Abstract

A new method is used to solve the nonconvex optimization problem of the nonlinear model predictive control (NMPC) for Hammerstein model. Using nonlinear models in MPC leads to a nonlinear and nonconvex optimization problem. Since control performances depend essentially on the results of the optimization method, in this work, we propose to use the filled function as a global optimization method to solve the nonconvex optimization problem. Using this method, the control law can be obtained through two steps. The first step consists of determining a local minimum of the objective function. In the second step, a new function is constructed using the local minimum of the objective function found in the first step. The new function is called the filled function; the new constructed function allows us to obtain an initialization near the global minimum. Once this initialization is determined, we can use a local optimization method to determine the global control sequence. The efficiency of the proposed method is proved firstly through benchmark functions and then through the ball and beam system described by Hammerstein model. The results obtained by the presented method are compared with those of the genetic algorithm (GA) and the particle swarm optimization (PSO).

1. Introduction

Model predictive control (MPC) is a powerful control tool. This control strategy is formulated as the repeated solution of an open loop control problem [1]. At each sampling time, a control sequence is determined where only the first component is applied to the system and the optimization task is repeated at the next sampling instant.

The MPC algorithm presents the major advantage to efficiently handle constraints on input and output [24]. MPC is also able to control a wide variety of processes starting from systems that present a simple behavior like linear process [5] as well as those that exhibit more complex behavior like nonlinear [6, 7] and multivariable process [8].

The MPC theory was successfully applied in many areas of application such as chemical, petrochemical, pulp and paper, aerospace and defense, and food processing [9].

Firstly, MPC was well developed for linear models.
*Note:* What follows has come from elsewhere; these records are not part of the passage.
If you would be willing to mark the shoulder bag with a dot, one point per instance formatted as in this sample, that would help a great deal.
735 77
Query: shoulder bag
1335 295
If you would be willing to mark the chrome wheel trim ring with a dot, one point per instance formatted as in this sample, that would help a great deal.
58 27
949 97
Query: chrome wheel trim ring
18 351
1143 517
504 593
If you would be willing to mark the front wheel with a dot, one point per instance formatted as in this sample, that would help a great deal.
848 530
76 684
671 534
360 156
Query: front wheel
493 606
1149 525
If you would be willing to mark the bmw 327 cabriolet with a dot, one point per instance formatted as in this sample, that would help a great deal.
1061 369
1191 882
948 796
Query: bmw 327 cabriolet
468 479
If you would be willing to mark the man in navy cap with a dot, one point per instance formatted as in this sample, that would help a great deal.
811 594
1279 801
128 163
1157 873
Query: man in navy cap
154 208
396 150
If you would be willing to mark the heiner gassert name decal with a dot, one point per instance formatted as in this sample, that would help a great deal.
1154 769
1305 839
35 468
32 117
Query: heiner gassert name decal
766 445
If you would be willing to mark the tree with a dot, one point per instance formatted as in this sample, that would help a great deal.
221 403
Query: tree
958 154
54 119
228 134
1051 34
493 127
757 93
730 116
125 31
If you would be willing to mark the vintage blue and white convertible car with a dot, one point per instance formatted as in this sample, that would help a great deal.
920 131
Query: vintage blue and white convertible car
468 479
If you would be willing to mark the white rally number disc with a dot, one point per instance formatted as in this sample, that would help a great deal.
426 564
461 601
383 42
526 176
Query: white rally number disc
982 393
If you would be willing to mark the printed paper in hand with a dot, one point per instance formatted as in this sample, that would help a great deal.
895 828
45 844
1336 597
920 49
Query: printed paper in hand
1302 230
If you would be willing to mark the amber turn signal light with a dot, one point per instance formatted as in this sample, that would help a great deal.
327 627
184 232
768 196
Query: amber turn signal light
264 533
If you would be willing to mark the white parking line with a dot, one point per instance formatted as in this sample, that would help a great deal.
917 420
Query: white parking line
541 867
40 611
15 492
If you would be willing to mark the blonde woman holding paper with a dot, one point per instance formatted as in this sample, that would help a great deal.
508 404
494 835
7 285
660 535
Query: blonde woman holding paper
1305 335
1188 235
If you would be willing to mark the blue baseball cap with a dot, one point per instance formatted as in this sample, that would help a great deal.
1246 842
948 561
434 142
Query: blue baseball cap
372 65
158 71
Since almost real processes have a nonlinear behavior, this fact motivates the development of the NMPC strategy [4].

The NMPC is considered as a purely optimization-based algorithm. In fact, the minimization problem of the NMPC problem is nonlinear and nonconvex due to the nonlinear nature of the model. The determination of the control sequence, solution of the NMPC optimization problem, should be done using a global optimization algorithm to ensure good control performances. For this, a variety of solutions were proposed in literature to solve this kind of problem. Many works were focused on online linearization of the nonlinear model [1012]. A second solution was proposed in some other works that consists of reversing the nonlinear block to remove nonlinearity. This solution is only addressed to block-oriented models [13] where the nonlinear block is described by a polynomial. The two mentioned solutions allow obtaining a quadratic cost function at each sampling time where the global solution can be easily determined.

Since solving a nonlinear optimization problem at each sampling time is a hard-computational task, [14] has proposed to describe the nonlinear process by a set of uncertain linear models to overcome the online computational complexity of the NMPC. Since the used model in the NMPC is nonlinear and since real process must operate under rigorous conditions, the nonlinear characteristic of the model should be kept without simplification during the online computation of the control sequence to get performances with sufficient accuracy.

For this, genetic algorithm (GA) [15], particle swarm optimization (PSO) [16], and neural network (NN) [17] were used as global optimization methods to solve the nonlinear optimization problem. Also, deterministic method such as Generalized Geometric Programming (GGP) was used as global optimization method for the NMPC [18, 19].

In this work, we will use the filled function as a global deterministic optimization method to solve the NMPC optimization problem. This method is based on the construction of a new function starting from the first local minimum found of the original function to be minimized and carry out the search of the global minimum using a local optimization method. This function allows determining the global minimum by finding an appropriate initialization.

In this work, the NMPC strategy is based on Hammerstein model. The Hammerstein model belongs to block-oriented models that is described by a nonlinear static block followed by a linear dynamic one. The special structure of the Hammerstein model was widely exploited to describe a variety of processes such as heat exchanger [17], SOFC [20], and pH neutralization process [21].

The rest of the paper is organized as follows. In Section 2, we describe the Hammerstein model. The NMPC based on Hammerstein model is presented in Section 3. In Section 4, we outline the optimization method used to solve the NMPC minimization problem. Simulation results on benchmark functions based on the global optimization method are given in Section 5. The efficiency of the proposed method for NMPC is illustrated in Section 6.

2. Hammerstein Model

The Hammerstein model is composed of a static nonlinear block followed by a linear dynamic one as depicted in Figure 1.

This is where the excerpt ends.